Los derivados de artemisinina, son compuestos sesquiterpénicos con un puente endoperóxido, al cual se atribuye su actividad antiplasmodial. En la actualidad los derivados de las artemisininas, entre los cuales es de destacar el artesunato 3 (figura 2), son los antimaláricos más utilizados en el tratamiento de la enfermedad, debido a su rápida y efectiva acción antiplasmodial. En comparación con los otros derivados de la artemisinina, el artesunato posee tres átomos de oxigeno más, lo cual hace que tenga una mayor solubilidad en sistemas acuosos, debido a los puentes de hidrogeno que puede formar, además de esto, posee un grupo carboxilo que le da la posibilidad de formar híbridos tipo hidrolizables (12) y buena biodisponibilidad oral, lo que lo constituye en un excelente candidato para la formación de híbridos.

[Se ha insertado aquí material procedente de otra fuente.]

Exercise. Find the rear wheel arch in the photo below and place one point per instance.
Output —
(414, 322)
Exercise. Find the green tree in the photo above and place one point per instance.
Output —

Debido a la urgencia de buscar nuevos medicamentos para el tratamiento de la malaria y la importancia que poseen los productos naturales como nuevos farmacóforos, entre ellos los compuestos triterpénicos aislados de la planta Solanum nudum, se diseñó el híbrido antimalárico 4 (figura 3), entre diosgenona reducida 2 (figura 1) y artesunato 3, por medio de una reacción de esterificación mediada por el reactivo de Yamaguchi y se evaluó in vitro su actividad antiplasmodial en la cepa 3D7 de P. falciparum y su toxicidad sobre la línea celular HepG2.

MATERIALES Y MÉTODOS

El artesunato, el cloruro de 2,4,6-triclorobenzoilo, la trietilamina, el 4-dimetilamino piridina y el borohidruro de sodio fueron de Sigma^®; el tetrahidrofurano de Merck^® y el diclorometano, metanol, hexano y acetato de etilo son grado comercial. El progreso de las reacciones se monitoreó por cromatografía de capa delgada (CCD), silica gel 60 F254 (Merck^®). El revelado de las placas se hizo con una mezcla ácido sulfúrico, ácido acético y agua. Las columnas cromatográficas se hicieron con una matriz de sílica gel 60 (0,063-0,200 mm, Merck^®). El espectro IR se obtuvo en un Spectrum One (Perkin Elmer^®) y el software usado para interpretar los resultados es el Spectrum v5.3.1. Para los análisis espectroscópicos de ¹H-RMN y ¹³C-RMN se utilizó un espectrómetro Bruker^® 300 MHz para ¹H y 75 MHz para ¹³C, con trimetilsilano como estándar interno y cloroformo deuterado (CDCl₃) o metanol deuterado (MeOD) como solvente. El espectro de masas del híbrido fue obtenido en un espectrómetro con un analizador de masas LCMSD- Trap-SL 6300 (Agilent Technologies^®).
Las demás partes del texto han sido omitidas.